Eldrige et al. (1988, 1989) were also able to show that isotope variations on the SHRIMP scale can be large and not necessarily comparable to bulk analyses in some ore deposits. Our investigations of a number of ore deposits from around the world have confirmed this finding. Detailed small-scale analyses within and across various types of pyrite grains from the Witwatersrand deposit show ranges up to 19‰ from core to rim. Many of these traverses show characteristic rhythmic saw-toothed changes in composition, suggesting a repeated process of formation in these particular concentric, structured grains. Figure 2 illustrates both the structure and isotope variation across a concentric Archaean pyrite grain from the Witwatersand sequence.

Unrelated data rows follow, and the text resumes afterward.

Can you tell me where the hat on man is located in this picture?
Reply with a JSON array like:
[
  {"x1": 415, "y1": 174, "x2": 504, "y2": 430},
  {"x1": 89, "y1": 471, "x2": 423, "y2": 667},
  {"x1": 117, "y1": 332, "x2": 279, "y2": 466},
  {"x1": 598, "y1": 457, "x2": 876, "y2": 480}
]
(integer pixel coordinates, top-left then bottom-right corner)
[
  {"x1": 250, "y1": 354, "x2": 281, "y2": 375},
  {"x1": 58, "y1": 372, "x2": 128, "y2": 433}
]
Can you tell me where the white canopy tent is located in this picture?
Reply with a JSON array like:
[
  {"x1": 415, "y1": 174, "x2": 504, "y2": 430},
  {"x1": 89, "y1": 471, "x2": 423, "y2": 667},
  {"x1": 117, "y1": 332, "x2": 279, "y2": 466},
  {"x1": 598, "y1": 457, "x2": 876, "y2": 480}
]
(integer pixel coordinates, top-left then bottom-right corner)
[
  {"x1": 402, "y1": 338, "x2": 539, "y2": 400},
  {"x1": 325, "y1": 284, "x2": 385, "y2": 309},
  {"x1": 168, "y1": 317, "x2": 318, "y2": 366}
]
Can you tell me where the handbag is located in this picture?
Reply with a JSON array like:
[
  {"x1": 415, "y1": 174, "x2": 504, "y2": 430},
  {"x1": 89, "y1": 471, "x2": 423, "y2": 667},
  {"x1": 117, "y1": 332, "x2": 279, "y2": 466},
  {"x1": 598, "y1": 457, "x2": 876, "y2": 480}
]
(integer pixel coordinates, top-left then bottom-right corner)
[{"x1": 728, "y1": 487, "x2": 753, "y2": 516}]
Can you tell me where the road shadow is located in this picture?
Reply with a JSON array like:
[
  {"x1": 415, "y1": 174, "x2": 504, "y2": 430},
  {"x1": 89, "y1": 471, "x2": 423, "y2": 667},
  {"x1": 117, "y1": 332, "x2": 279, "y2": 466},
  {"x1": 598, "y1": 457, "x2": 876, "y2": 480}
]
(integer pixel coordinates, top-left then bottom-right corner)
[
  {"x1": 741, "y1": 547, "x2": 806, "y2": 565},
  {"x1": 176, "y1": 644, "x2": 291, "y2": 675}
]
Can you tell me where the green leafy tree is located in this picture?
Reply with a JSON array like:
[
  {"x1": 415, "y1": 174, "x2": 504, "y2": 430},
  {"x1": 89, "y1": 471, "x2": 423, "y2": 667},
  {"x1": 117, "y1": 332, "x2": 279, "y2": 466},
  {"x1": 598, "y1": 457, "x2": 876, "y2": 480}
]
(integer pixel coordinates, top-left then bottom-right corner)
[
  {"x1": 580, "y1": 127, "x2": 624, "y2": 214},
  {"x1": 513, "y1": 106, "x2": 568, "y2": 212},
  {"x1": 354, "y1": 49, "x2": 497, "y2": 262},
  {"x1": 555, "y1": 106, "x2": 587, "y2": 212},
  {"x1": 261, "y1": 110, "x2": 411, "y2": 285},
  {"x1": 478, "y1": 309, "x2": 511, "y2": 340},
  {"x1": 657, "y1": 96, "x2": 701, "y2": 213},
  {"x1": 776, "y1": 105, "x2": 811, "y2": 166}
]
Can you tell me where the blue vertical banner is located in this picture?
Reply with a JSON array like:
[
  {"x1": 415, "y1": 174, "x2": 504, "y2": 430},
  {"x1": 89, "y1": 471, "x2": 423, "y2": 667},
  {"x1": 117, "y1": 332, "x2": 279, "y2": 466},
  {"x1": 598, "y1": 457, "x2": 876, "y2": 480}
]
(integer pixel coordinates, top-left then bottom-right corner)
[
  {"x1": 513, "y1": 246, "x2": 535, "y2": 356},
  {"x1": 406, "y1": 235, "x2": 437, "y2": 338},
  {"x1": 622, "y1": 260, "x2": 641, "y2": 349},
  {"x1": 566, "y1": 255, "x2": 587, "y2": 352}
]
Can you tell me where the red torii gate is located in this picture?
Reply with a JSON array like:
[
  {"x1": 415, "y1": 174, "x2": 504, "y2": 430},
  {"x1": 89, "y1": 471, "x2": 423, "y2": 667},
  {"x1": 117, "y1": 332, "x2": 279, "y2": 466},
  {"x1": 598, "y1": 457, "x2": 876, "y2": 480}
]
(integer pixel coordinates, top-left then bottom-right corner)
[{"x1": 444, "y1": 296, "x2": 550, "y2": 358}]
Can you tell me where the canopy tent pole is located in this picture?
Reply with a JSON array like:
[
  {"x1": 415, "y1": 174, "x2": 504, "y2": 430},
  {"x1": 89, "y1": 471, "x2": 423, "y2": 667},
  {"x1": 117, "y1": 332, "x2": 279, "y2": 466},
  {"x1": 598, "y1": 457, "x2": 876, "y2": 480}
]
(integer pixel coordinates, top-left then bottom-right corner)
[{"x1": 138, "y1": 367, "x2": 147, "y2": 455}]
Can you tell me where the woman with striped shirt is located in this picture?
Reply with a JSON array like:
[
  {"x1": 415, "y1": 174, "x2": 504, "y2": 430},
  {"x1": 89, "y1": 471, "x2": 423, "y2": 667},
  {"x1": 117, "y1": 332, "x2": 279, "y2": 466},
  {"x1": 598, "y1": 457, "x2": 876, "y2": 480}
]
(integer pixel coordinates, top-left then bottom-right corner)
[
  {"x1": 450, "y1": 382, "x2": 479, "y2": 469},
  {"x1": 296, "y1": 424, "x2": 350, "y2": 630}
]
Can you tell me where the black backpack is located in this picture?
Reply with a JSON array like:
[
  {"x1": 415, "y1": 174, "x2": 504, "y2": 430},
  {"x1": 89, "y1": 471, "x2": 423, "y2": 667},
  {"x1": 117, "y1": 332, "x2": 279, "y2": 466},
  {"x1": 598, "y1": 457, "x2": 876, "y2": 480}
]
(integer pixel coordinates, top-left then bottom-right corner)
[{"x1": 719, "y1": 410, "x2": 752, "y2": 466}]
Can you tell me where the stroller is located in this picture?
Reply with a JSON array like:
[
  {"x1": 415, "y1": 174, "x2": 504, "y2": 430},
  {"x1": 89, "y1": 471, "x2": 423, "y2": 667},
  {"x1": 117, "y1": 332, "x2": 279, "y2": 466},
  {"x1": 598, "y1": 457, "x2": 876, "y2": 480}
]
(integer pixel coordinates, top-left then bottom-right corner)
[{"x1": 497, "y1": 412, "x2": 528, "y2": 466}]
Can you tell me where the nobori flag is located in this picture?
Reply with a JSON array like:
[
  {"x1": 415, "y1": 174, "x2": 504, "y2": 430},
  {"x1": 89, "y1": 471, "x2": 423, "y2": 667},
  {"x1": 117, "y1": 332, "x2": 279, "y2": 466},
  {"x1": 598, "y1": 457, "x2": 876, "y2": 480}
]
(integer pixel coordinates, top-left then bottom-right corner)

The successful development of this analytical capability on SHRIMP II will be extended to other more exotic applications, with an emphasis on establishing a routine for the added analysis of ³³S. This currently requires modifications to the mulitcollector configuration, but should be possible in the near future. This will extend our research capabilities, enabling us to assess and measure complex mass-dependent and mass-independent fractionation patterns relating to the early development of the Earth's atmosphere, as described by Farquhar and Wing, 2005.

---

Crowe, D.E. , Vaughn, R.G. (1996). Characterization and use of isotopically homogeneous standards of is situ laser microprobe analysis of ³⁴S/³²S ratios. Amercian Mineralogist, 81: 187-193.
Eldridge, CS, Compston, W, Williams, IS, Both, RA, Walshe, JL, Ohmoto, H. (1988) Sulfur-isotope variability in sediment-hosted massive sulphide deposits as determined using the ion microprobe SHRIMP: 1. An example from the Rammelsberg orebody. Economic geology 83: 443-449.
Eldridge, CS, Compston, W, Williams, IS, Walshe, JL, (1989) Sulfur isotope analyses on the SHRIMP ion microprobe. U.S. Geological Survey Bulletin 1890: 163-174.
Farquhar, J, Wing, BA (2005) The terrestrial record of stable sulphur isotopes: a review of the implications for evolution of Earth's sulphur cycle. In: McDonald, l, Boyce, AJ, Butler, JB, Herrington, RJ, Poyla, DA (eds): Mineral Deposits and earth Evolution, Geological Society, London, Special Publication 248: 167-177.